The firm launched its first $6 million investment vehicle in 2012, according to CrunchBase, just as Mexico’s former President Enrique Peña Nieto was coming to power with a pro-business platform. One which emphasized technology development as part of its strategy for encouraging economic growth.

ALL VP founding partner Fernando Lelo de Larrea said he could not speak about ongoing fundraising plans.

And while the broader economy has stumbled somewhat since Nieto took office, high technology businesses in Mexico are surging. In the first half of 2018, 82 Mexican startup companies raised $154 million in funding, according to data from the Latin American Venture Capital Association. It makes the nation the second most active market by number of deals — with a number of those deals occurring in later stage transactions.

In this, Mexico is something of a mirror for technology businesses across Latin America. While Brazilian startup companies have captured 73% of venture investment into Latin America — raising nearly $1.4 billion in financing — Peru, Chile, Colombia and Argentina are all showing significant growth. Indeed, some $188 million was invested into 23 startups in Colombia in the first half of the year. 

Overall, the region pulled in $780 million in financing in the first six months of 2018, besting the total amount of capital raised in all of 2016.

It’s against this backdrop of surging startup growth that funds like ALL VP are raising new cash.

Indeed, at $73 million the first close for the firm’s latest fund more than doubles the size of ALL VP’s capital under management.

ALL VP management team

But limited partners can also point to a burgeoning track record of success for the Mexican firm. ALL VP was one of the early investors in Cornershop — a delivery company acquired by Walmart for $225 million earlier this year. Cornershop had previously raised just $31.5 million and the bulk of that was a $21 million round from the Silicon Valley-based venture capital firm, Accel.

International acquirers are making serious moves in the Latin American market, with Walmart only one example of the types of companies that are shopping for technology startups in the region. The starting gun for Latin American startups stellar year was actually the DiDi acquisition of the ride-hailing company 99 for $1 billion back in January.

That, in turn, is drawing the attention of early stage investors. In fact, it’s venture capital firms from the U.S. and international investors like Naspers (from South Africa) and Chinese technology giants that are fueling the sky-high valuations of some of the region’s most successful startups.

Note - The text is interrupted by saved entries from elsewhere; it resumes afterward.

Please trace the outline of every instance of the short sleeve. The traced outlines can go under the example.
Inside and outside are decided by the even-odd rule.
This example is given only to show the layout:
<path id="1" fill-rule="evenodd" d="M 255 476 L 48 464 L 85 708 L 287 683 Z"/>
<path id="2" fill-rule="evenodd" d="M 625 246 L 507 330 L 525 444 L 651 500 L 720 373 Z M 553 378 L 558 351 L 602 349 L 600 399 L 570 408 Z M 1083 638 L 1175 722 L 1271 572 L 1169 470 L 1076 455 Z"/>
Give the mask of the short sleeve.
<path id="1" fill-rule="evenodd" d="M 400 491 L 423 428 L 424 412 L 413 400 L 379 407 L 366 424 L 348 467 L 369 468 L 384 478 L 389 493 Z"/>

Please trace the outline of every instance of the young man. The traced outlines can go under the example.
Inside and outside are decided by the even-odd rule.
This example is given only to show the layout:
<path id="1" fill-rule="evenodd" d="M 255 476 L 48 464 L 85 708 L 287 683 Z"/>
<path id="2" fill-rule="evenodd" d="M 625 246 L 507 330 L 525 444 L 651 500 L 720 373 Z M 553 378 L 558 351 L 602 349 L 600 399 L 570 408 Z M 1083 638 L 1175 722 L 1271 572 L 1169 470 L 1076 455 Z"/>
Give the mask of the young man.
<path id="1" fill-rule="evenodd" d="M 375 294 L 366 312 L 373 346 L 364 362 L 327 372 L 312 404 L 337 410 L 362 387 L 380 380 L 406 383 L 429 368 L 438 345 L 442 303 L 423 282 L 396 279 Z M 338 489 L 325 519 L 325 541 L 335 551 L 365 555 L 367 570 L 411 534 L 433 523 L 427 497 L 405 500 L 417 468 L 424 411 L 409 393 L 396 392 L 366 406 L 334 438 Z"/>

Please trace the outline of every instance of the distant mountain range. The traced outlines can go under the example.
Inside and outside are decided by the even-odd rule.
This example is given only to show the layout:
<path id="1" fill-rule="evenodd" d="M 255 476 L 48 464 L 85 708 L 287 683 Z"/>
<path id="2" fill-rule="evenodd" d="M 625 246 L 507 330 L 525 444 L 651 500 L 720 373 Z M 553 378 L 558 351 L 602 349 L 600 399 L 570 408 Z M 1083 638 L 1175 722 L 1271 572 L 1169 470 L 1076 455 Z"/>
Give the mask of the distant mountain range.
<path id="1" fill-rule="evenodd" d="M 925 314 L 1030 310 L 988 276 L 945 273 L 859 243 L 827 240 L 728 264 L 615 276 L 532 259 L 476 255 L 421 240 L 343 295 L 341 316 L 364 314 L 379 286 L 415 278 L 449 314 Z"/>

Loggi, a logistics company raised $100 million from SoftBank in October, while the delivery service, Rappi, raked in $200 million in August, in a round led by Andreessen Horowitz and Sequoia Capital.

In a market so frothy, it’s no wonder that investment firms are bulking up and raising increasingly large funds. The risk is that the market could overheat and that, with a lot of capital going to a few marquee names, should those companies fail to deliver, the rising tide of capital that’s come in to the region could just as easily come back out.